A travers ces simples mots, je voudrais que vous puissiez également
noter ma détermination plus que jamais renouvelée d’œuvrer ensemble
avec vous, main dans la main, pour sauver notre pays de la dérive
totalitaire.
Mesdames, Messieurs de la presse,
Distingués invités, en vos titres et qualités respectifs,
Durant les douze mois de mon emprisonnement, j’ai côtoyé toutes les
misères des prisons congolaises, j’en porte les stigmates et je sais
de quoi je parle.
En ce jour, je pense plus particulièrement aux nombreux compatriotes,
victimes d’injustices sans nombre, condamnés par le régime à croupir
sans raison et sans jugement en prison et qui espèrent un jour
recouvrer la liberté par le combat que nous menons tous.
Je pense ici à mes camarades de cellules Eugene Diomi Ndongala, Vano
Kiboko, Jean Claude Muyambo, Christopher Ngoyi, Cyrille Doee Mupapa,
Yves Makwambala, Fred Bauma, Godefroid Muanabuato.
Il en est de même des condamnés et amnistiés dans l’affaire de
l’assassinat de feu président Laurent Désiré Kabila parmi lesquels
NONO LUTULA, EDDY KAPEND, Madame NELLY TUITE, Colonel MAYEMBE, Colonel
KUNDA, Colonel Alphonse MUTINDO et de certains autres issus des
groupes soi-disant «insurrectionnels», dont la plupart ont été arrêtés
mais jamais jugés ni condamnés et bien qu’amnistiés, restent maintenus
en prison par la seule volonté du régime de Kinshasa. Il s’agit
notamment de maître Firmin Yangambi, Eric Kikunda, Gerald Mapela,
Colonel Samba et le lieutenant-colonel Kazamba. Sur ce chapitre, j’y
ai consacré un ouvrage à paraître incessamment.

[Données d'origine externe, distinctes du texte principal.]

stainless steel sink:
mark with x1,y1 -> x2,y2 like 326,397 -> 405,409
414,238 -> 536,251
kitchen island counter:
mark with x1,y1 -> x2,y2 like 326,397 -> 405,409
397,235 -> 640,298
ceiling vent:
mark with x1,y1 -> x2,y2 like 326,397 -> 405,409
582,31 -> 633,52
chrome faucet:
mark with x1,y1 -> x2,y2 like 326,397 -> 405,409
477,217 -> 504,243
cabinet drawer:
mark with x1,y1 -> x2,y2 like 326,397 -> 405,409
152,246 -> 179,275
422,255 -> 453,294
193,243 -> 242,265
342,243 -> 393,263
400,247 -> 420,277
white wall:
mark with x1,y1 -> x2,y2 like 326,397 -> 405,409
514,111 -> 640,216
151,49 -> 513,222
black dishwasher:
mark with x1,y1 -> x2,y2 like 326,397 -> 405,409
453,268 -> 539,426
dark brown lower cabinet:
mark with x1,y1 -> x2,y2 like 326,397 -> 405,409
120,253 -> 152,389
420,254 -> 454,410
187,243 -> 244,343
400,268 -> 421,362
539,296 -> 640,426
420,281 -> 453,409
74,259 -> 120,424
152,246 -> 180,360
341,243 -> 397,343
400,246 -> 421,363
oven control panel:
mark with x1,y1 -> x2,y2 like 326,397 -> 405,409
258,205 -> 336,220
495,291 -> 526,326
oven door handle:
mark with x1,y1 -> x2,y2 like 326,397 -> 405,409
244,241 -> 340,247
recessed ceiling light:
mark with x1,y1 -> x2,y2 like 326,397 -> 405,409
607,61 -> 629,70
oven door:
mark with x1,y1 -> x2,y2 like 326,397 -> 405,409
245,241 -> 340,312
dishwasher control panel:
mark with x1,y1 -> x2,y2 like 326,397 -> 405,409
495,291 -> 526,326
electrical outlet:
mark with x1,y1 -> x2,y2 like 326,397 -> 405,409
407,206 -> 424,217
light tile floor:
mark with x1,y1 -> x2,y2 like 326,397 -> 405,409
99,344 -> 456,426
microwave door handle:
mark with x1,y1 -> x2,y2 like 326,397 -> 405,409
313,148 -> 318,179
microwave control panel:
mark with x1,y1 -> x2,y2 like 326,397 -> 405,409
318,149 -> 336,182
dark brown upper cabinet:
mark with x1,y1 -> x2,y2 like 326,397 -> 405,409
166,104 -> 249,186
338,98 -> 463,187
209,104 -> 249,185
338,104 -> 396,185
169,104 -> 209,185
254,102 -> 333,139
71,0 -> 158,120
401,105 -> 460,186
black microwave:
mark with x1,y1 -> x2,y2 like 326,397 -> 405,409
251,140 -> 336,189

Je voudrais enfin, saluer avec respect, la mémoire illustre de tous
les compatriotes tombés sur le champ de bataille de notre lutte lors
des évènements du 19 au 25 janvier 2015 et dont la plupart sont
possiblement enterrés dans l’anonymat dans la fosse commune de Maluku,
abusivement et honteusement appelée «TOMBE COMMUNE». Ma pensée se
tourne également vers les victimes des massacres à répétition à Beni,
au Nord Kivu, causées par l’incapacité du pouvoir en place à assurer
la sécurité des personnes et celle de leurs biens. En leur mémoire, je
vous prie de vous lever pour observer une minute de silence…… (Merci)

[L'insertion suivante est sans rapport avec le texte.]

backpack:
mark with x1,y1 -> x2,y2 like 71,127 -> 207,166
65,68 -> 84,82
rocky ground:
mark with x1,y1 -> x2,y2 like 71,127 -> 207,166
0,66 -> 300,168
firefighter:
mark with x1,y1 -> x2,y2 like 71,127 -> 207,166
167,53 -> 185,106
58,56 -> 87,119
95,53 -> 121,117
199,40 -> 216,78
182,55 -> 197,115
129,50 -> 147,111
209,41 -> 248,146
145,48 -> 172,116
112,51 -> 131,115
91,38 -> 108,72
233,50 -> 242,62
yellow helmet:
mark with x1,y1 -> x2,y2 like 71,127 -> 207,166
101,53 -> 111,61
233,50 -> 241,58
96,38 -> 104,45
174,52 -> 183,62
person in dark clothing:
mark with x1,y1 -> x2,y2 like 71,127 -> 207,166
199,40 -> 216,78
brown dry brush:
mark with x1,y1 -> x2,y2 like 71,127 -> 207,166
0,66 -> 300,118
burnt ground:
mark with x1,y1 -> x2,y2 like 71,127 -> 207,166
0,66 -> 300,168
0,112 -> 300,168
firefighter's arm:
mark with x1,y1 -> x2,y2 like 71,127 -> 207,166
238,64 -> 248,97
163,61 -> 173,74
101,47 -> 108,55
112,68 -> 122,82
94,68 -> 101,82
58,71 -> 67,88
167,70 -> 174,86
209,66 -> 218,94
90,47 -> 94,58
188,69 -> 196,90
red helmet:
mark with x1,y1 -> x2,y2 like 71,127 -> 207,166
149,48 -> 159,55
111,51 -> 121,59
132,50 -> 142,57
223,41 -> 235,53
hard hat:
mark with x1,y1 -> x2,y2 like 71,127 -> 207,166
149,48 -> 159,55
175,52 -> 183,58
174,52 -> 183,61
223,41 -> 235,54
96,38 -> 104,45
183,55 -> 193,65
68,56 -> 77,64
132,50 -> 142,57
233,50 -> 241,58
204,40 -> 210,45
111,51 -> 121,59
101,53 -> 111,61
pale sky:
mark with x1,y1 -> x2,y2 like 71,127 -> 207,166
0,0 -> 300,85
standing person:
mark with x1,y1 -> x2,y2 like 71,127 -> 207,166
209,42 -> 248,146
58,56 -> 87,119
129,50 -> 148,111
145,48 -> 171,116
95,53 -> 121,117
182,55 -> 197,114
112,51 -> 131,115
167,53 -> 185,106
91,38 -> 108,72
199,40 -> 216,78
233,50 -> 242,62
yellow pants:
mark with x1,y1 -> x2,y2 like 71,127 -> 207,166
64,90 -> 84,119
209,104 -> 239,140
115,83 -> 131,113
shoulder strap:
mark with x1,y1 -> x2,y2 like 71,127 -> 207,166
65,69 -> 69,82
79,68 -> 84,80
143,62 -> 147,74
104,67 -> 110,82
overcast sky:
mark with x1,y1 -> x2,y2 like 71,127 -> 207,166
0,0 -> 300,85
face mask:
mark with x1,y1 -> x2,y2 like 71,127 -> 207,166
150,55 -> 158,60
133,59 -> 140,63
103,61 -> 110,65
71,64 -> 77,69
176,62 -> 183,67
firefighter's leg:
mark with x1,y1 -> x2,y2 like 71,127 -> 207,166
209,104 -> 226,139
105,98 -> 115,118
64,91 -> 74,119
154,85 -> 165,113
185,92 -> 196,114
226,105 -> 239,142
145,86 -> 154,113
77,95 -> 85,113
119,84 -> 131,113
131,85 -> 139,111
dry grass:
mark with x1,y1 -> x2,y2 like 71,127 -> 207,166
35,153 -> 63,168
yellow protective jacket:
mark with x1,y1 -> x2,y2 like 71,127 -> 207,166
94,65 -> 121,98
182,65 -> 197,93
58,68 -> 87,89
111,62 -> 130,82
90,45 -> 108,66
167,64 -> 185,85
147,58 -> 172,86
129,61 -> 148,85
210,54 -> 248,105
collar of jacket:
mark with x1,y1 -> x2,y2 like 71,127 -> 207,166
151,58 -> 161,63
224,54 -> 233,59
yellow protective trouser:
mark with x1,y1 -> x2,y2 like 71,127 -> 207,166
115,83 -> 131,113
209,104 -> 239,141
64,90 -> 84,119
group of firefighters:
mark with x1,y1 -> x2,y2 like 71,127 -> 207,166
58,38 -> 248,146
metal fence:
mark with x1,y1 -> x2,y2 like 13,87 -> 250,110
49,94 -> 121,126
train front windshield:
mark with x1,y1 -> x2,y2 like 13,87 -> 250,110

Mesdames, Messieurs de la presse,
Distingués invités, en vos titres et qualités respectifs,
Au sortir de la prison, d’aucuns se posent la question de savoir quel
est mon état d’esprit après douze mois d’une injuste privation de
liberté. Rassurez-vous, je suis calme et serein.

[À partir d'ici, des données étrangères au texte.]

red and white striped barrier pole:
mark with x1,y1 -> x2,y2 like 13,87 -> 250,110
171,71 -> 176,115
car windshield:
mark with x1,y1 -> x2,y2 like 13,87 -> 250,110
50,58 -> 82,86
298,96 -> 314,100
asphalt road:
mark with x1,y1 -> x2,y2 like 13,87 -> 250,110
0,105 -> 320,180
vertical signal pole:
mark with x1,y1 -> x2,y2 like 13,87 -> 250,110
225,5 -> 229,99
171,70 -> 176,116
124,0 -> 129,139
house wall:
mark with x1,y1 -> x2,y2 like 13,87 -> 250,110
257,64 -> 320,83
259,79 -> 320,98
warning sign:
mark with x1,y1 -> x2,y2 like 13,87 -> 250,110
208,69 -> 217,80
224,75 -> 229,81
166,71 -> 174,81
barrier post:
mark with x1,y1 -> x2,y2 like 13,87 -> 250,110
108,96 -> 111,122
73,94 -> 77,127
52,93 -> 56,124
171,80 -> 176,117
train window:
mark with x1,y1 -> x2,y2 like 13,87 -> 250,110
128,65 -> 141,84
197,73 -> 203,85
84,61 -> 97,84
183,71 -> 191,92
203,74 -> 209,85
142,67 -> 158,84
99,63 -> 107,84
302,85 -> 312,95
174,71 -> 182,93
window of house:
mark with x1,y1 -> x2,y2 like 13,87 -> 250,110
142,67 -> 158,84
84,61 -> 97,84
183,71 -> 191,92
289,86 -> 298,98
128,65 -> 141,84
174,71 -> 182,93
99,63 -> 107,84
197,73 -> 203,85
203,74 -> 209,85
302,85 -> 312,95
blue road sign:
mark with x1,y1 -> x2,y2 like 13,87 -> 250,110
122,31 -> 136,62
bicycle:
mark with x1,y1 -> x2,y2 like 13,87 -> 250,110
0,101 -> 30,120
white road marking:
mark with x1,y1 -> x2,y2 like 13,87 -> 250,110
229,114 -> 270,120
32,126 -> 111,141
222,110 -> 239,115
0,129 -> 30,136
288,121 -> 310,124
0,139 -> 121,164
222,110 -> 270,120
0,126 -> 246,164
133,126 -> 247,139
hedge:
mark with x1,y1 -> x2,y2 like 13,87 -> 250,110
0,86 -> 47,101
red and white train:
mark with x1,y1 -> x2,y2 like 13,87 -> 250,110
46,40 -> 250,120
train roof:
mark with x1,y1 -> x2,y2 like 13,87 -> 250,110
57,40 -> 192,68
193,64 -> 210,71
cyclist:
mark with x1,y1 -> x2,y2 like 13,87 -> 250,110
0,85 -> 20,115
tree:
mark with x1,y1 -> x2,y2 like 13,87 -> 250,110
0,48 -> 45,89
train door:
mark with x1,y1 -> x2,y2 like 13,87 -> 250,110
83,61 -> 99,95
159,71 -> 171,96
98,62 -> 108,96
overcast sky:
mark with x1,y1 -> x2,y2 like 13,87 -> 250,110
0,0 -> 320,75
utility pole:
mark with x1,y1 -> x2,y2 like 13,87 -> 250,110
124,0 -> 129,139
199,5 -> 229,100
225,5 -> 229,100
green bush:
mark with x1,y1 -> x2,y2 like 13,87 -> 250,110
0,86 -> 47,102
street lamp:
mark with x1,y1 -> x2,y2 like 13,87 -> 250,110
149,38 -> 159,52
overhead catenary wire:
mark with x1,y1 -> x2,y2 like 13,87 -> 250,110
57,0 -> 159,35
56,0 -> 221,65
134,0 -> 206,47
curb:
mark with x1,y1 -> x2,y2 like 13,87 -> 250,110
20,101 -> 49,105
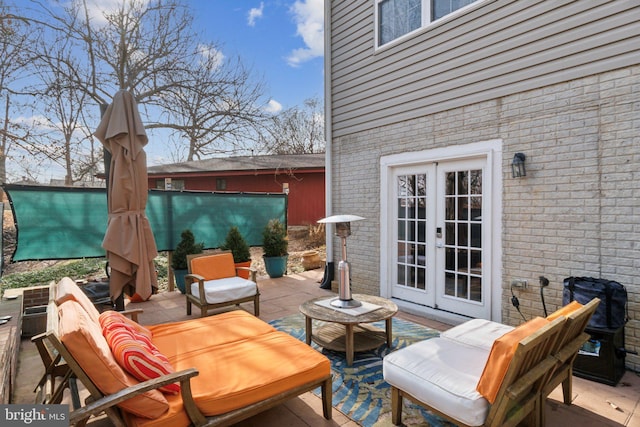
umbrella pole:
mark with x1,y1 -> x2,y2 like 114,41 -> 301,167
100,104 -> 124,311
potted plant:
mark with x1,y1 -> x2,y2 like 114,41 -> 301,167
262,218 -> 289,278
171,229 -> 204,294
220,226 -> 251,279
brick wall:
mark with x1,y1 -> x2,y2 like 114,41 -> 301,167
22,286 -> 49,308
332,66 -> 640,371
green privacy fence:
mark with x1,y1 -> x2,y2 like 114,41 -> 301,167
3,184 -> 287,261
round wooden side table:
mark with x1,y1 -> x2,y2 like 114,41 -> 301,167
300,294 -> 398,366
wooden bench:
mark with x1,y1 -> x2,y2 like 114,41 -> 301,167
40,278 -> 332,427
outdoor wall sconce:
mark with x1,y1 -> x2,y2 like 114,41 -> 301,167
511,153 -> 527,178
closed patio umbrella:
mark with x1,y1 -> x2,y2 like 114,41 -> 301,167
94,90 -> 158,302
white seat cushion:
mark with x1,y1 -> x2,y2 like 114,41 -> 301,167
382,338 -> 489,426
440,319 -> 513,352
191,276 -> 257,304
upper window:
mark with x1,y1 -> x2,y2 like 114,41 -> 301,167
376,0 -> 477,46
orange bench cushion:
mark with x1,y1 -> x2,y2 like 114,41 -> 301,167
58,300 -> 169,418
191,252 -> 236,280
476,317 -> 549,403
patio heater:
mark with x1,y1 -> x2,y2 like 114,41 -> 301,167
318,215 -> 364,308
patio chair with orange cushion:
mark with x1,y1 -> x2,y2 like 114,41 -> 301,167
384,300 -> 599,426
185,252 -> 260,317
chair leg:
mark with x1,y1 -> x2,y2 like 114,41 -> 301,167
391,386 -> 402,426
322,378 -> 333,420
562,367 -> 573,405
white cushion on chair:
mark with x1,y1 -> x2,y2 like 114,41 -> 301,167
191,276 -> 257,304
382,338 -> 489,426
440,319 -> 513,352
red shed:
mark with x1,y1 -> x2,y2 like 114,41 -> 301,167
147,153 -> 326,225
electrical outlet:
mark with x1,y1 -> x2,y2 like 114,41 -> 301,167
511,279 -> 528,289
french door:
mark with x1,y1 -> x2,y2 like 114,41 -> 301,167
388,158 -> 492,318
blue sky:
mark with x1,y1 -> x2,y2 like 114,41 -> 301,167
190,0 -> 323,113
8,0 -> 324,182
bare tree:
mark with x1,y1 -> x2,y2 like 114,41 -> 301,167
15,0 -> 263,173
165,44 -> 264,161
29,0 -> 197,105
25,35 -> 102,185
262,98 -> 325,154
0,0 -> 30,183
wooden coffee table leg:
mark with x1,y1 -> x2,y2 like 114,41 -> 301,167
344,324 -> 354,366
304,316 -> 312,345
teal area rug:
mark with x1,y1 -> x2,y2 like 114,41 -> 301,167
269,314 -> 453,427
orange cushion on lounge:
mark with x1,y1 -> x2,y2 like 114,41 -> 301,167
58,300 -> 169,419
98,310 -> 153,339
476,317 -> 549,403
102,323 -> 180,394
124,394 -> 193,427
547,301 -> 583,322
191,252 -> 236,280
149,310 -> 276,360
55,277 -> 100,323
169,331 -> 331,415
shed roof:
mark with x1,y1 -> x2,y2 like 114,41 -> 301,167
147,153 -> 325,175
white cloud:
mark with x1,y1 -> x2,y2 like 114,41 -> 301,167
198,44 -> 224,68
247,2 -> 264,27
264,99 -> 282,114
287,0 -> 324,67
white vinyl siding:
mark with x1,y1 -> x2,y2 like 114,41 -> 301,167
328,0 -> 640,137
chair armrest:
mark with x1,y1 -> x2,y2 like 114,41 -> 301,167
69,368 -> 204,425
184,273 -> 204,295
184,273 -> 207,305
236,267 -> 258,282
120,308 -> 144,323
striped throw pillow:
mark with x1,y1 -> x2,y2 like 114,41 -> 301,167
102,323 -> 180,394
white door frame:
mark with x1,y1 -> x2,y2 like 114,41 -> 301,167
379,139 -> 502,322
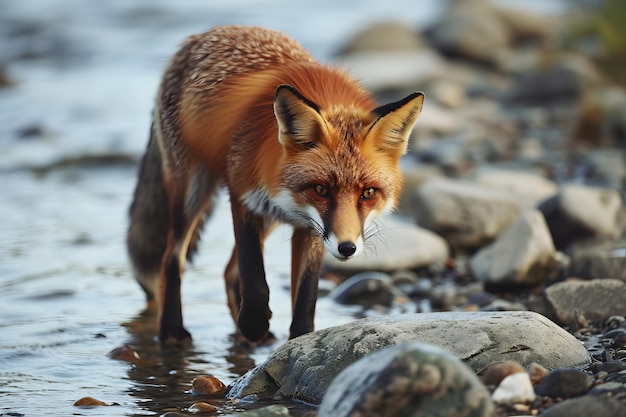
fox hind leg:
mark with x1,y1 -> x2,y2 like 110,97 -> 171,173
126,128 -> 170,310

Mon état d’esprit est celui d’un homme politique, conscient de ses
responsabilités devant l’histoire et la nation, qui a été confronté à
l’arbitraire d’un système répressif et dictatorial qui, par ce
forfait, m’a donné encore l’occasion de jauger, du dedans de la
prison, l’immensité de son incapacité à gérer le pays et à maîtriser
le destin national.
La présente conférence de presse intervient près de dix jours après
que j’aie totalement purgé la peine injuste qui m’avait été infligée
sans motif valable dans le but d’intimider l’opposition et tout notre
peuple dans son combat pour l’alternance pacifique et démocratique
qu’imposent la Constitution et les lois de la République, alternance
qui ne peut être ni retardée ni reculée encore moins négociée par qui
que ce soit. Elle s’impose à tous comme un impératif à intégrer dans
nos mentalités et une contrainte sociale émanant de notre peuple
souverain qui est déterminé à user de ses prérogatives
constitutionnelles pour remplacer à tout prix, le régime en place, qui
n’a plus ni assises, ni projet ni recettes nouvelles à faire valoir.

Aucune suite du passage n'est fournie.